RIT study sampled 55 chefs using ‘Gourmet Magazine’ rankings from top 50 restaurants

John Ettlie

Success as a master chef of haute cuisine depends less on going to culinary school than having an innovative support team along the way.

That’s according to a new study by John Ettlie, professor and Rosett Chair for Research at Rochester Institute of Technology’s Saunders College of Business.

“The extra ingredients to a chef’s success as an entrepreneur are parents and mentors,” said Ettlie. “If you don’t have innovative parents or mentors, your chances of becoming highly successful are really low.”

Ettlie’s social learning theory, “Observe, Innovate, Succeed: A Learning Perspective on Innovation and Performance of Entrepreneurial Chefs,” was published in the Journal of Business Research in partnership with Celine Abecassis-Moedas and Francesco Sguera, researchers in the Católica Lisbon School of Business and Economics, Lisbon, Portugal.

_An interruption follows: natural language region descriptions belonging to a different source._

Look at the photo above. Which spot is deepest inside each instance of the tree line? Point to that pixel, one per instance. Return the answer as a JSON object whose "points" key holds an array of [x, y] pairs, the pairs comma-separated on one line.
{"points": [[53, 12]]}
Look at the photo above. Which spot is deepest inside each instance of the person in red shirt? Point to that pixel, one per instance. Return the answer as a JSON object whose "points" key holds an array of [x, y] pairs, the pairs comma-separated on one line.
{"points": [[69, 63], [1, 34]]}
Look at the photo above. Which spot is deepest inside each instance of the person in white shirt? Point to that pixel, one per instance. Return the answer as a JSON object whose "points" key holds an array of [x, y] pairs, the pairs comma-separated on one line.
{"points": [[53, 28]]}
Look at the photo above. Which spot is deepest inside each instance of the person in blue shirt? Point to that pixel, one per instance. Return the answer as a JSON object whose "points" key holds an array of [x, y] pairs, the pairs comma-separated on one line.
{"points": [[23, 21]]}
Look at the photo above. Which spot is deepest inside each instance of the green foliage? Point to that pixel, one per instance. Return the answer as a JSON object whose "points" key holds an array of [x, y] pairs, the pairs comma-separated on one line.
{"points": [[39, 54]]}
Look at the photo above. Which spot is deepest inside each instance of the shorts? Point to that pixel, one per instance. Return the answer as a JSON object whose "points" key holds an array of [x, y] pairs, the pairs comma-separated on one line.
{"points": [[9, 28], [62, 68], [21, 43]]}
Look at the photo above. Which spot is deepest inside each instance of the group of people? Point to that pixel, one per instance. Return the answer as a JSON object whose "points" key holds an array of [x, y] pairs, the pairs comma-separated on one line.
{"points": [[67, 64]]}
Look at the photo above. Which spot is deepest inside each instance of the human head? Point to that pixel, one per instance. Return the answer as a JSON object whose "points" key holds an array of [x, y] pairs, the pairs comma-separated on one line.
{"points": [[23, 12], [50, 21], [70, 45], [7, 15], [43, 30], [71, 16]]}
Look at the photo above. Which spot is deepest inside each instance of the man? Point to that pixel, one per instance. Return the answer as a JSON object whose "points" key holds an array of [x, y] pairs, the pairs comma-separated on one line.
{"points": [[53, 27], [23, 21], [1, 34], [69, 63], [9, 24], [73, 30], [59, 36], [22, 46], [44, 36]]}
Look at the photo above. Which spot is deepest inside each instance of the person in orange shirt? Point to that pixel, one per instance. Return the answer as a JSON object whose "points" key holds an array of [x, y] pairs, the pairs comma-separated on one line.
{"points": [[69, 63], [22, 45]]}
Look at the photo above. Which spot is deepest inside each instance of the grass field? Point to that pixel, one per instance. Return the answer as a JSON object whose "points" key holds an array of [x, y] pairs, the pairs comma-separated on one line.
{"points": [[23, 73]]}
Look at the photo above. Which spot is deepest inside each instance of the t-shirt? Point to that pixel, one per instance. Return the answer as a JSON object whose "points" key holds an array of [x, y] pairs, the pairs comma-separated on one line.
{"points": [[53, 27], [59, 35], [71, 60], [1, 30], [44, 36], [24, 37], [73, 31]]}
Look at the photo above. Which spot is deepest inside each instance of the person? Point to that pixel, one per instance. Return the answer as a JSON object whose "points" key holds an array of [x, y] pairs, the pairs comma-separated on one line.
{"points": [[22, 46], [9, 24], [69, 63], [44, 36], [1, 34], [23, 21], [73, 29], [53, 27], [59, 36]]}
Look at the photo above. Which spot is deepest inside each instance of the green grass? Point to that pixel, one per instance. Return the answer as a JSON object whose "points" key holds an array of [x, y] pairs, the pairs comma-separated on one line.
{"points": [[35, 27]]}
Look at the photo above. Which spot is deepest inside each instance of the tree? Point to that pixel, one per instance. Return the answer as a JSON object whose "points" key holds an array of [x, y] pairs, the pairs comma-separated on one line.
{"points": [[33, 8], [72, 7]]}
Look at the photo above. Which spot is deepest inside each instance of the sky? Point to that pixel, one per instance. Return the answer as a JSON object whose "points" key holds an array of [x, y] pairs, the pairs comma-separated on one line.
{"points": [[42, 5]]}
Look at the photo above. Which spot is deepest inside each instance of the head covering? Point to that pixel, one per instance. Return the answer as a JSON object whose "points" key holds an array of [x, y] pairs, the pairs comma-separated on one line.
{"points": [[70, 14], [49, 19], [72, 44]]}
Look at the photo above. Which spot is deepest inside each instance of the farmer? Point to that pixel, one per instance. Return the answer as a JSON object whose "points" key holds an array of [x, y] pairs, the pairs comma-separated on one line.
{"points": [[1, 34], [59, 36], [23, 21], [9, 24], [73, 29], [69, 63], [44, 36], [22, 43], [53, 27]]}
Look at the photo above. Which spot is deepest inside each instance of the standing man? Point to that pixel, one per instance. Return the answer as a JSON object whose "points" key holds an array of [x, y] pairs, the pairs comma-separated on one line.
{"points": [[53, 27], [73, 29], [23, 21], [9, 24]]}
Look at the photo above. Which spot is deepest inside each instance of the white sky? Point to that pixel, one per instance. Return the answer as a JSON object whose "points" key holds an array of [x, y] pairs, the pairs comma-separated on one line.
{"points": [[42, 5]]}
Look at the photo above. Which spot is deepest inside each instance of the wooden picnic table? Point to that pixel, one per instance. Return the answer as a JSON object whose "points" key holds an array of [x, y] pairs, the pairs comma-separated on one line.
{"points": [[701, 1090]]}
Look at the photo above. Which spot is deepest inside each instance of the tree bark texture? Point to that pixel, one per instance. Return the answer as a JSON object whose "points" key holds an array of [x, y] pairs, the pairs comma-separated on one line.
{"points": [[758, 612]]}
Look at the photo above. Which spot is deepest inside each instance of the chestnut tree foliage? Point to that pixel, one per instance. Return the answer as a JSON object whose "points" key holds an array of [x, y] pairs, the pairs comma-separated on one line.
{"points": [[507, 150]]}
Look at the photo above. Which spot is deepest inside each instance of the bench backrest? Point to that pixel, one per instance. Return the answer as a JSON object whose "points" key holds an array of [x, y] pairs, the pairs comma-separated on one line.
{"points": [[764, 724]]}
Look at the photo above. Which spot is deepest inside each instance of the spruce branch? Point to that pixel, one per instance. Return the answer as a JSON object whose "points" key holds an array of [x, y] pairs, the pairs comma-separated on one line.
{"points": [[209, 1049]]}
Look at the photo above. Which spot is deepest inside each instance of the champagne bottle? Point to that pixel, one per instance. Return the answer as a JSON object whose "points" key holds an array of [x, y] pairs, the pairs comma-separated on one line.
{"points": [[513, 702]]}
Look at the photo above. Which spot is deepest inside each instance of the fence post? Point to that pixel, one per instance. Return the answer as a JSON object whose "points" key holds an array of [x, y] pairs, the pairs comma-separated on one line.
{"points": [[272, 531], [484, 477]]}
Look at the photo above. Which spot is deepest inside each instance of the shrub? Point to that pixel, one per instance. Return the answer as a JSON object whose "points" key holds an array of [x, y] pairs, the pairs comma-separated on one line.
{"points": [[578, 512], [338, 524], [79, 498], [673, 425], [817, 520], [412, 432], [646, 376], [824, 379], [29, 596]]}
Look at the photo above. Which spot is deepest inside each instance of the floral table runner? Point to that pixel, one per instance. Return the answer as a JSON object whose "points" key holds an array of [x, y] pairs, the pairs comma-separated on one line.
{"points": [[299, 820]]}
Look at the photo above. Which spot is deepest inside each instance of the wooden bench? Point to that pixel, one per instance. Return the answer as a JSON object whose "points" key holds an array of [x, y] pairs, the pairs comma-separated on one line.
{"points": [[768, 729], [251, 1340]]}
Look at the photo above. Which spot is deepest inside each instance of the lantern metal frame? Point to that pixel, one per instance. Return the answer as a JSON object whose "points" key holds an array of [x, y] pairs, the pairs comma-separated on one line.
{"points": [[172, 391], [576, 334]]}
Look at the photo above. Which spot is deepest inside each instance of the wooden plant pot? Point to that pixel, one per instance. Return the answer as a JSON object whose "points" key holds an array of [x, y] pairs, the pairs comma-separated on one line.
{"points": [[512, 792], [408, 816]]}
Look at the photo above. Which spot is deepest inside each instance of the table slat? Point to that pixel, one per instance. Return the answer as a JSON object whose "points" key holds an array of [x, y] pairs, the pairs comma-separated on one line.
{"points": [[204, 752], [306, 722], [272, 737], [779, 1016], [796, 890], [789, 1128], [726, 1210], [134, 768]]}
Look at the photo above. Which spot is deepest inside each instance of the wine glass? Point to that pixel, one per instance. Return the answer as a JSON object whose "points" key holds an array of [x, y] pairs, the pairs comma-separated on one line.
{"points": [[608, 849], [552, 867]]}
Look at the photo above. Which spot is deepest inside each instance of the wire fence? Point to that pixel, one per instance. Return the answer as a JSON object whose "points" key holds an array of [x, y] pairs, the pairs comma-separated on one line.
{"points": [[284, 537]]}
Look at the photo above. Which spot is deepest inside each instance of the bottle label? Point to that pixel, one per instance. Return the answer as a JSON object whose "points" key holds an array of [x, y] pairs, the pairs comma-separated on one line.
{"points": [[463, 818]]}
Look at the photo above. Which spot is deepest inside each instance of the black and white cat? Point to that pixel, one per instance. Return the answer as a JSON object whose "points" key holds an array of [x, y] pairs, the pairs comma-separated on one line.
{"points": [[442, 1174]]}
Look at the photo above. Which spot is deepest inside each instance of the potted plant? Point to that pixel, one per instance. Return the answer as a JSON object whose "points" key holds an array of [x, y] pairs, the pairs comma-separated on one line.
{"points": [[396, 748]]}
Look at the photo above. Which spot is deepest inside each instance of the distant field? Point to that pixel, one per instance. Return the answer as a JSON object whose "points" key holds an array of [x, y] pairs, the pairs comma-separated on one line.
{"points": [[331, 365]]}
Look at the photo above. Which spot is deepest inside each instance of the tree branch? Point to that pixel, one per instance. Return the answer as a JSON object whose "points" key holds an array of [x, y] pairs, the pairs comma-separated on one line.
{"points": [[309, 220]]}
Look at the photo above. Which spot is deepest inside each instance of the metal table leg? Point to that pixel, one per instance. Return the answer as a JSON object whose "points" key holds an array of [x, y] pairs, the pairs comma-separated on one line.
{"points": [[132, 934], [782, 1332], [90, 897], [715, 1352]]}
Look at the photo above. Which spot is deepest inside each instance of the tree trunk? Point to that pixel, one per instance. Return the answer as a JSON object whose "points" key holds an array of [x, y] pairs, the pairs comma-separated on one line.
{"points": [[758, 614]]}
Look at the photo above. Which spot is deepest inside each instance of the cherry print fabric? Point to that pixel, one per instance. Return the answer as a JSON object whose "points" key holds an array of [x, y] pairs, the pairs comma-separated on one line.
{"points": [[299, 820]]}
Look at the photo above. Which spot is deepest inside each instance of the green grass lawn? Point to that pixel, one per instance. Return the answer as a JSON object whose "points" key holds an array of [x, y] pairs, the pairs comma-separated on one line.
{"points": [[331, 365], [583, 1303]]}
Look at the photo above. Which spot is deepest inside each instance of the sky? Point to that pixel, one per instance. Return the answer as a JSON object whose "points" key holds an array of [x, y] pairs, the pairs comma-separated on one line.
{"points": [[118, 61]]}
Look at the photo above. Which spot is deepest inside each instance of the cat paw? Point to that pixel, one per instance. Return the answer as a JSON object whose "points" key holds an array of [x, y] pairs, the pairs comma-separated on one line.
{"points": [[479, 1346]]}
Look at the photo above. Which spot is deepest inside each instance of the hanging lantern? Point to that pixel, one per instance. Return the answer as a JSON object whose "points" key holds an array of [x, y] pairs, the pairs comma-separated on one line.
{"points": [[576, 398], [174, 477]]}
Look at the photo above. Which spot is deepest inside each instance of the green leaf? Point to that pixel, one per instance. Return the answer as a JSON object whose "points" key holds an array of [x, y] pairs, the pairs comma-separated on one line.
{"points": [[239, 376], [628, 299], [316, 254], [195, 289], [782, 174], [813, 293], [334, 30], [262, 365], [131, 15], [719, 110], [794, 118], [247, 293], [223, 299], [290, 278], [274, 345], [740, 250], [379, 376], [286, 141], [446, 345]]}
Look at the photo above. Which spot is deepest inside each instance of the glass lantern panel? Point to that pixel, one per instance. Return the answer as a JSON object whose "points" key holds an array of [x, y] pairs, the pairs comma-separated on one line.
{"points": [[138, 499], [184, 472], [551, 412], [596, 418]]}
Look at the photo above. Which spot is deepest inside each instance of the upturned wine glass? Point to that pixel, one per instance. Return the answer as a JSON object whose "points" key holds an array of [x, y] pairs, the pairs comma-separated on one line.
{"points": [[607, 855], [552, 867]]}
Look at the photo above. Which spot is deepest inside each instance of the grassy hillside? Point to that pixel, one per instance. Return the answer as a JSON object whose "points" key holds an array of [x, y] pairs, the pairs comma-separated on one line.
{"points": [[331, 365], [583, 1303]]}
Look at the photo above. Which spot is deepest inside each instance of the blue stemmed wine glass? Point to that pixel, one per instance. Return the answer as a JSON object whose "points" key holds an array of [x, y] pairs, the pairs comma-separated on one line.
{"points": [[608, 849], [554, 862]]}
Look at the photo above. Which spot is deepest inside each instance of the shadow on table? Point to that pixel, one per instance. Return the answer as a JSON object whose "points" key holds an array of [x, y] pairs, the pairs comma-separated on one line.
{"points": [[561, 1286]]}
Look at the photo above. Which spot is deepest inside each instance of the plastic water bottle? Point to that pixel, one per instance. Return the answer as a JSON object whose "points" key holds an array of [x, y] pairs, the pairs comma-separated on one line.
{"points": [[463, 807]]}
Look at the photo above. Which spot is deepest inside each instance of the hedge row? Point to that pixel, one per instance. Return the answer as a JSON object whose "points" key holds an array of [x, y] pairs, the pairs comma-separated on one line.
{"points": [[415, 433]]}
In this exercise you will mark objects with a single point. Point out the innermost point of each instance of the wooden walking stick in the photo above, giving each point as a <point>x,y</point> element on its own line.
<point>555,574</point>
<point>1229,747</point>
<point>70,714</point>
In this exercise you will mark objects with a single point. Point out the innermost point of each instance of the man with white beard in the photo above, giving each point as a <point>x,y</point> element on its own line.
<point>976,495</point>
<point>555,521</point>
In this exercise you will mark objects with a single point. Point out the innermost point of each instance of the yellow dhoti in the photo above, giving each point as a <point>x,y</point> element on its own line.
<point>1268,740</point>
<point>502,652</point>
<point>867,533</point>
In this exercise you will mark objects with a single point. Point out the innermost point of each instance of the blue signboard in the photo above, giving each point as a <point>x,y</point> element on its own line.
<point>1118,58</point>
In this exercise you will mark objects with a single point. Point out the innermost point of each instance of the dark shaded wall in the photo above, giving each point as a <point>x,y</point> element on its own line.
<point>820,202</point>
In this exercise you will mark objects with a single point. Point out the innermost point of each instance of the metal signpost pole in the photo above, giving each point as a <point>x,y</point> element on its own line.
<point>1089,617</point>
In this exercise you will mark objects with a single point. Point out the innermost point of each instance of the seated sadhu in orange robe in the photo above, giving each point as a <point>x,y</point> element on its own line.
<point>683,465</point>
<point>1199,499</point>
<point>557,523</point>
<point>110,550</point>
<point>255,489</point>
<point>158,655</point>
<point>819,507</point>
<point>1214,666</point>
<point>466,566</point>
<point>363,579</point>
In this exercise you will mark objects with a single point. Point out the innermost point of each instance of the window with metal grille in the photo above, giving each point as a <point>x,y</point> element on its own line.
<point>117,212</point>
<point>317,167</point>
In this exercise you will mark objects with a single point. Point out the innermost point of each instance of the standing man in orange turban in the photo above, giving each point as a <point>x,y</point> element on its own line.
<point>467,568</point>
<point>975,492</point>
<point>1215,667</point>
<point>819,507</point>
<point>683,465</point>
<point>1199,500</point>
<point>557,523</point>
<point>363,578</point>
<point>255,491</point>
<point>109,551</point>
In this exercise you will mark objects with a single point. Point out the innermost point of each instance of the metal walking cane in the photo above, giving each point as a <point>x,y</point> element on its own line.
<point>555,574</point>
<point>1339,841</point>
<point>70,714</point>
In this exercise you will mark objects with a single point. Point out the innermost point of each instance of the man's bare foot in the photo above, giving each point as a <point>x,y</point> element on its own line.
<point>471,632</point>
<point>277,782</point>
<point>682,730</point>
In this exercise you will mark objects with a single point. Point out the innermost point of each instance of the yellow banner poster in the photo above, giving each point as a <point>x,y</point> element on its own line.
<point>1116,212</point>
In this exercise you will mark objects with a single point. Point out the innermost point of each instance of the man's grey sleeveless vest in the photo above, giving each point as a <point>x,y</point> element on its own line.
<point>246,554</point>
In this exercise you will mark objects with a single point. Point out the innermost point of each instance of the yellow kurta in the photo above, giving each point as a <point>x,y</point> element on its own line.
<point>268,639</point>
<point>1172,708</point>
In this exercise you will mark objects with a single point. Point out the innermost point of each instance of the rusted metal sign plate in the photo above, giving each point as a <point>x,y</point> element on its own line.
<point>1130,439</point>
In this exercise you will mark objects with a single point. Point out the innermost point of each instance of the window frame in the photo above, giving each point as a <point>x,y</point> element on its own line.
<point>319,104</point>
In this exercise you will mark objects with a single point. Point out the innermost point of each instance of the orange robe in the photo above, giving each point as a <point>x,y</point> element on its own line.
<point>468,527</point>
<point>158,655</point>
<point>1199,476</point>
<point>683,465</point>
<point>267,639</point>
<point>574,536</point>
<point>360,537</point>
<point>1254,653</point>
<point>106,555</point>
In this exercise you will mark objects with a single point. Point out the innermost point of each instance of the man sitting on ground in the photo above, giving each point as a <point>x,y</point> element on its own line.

The team sampled a total of 55 restaurant chefs using two Gourmet Magazine rankings of the top 50 U.S. restaurants. They first investigated how competent role models (parents, mentors, not academics) influenced the innovation behavior of entrepreneurs in the context of haute cuisine, then evaluated how much the chefs’ innovative choices influenced the performance of the restaurants.

“We wanted to see who bubbled to the top in this highly competitive area of haute cuisine,” said Ettlie. “This is not cooking; this is creativity and craft, and food happens to be the medium. What we discovered was that it was the parents who were the primary influence on a high-end chef’s success. It all starts at home.”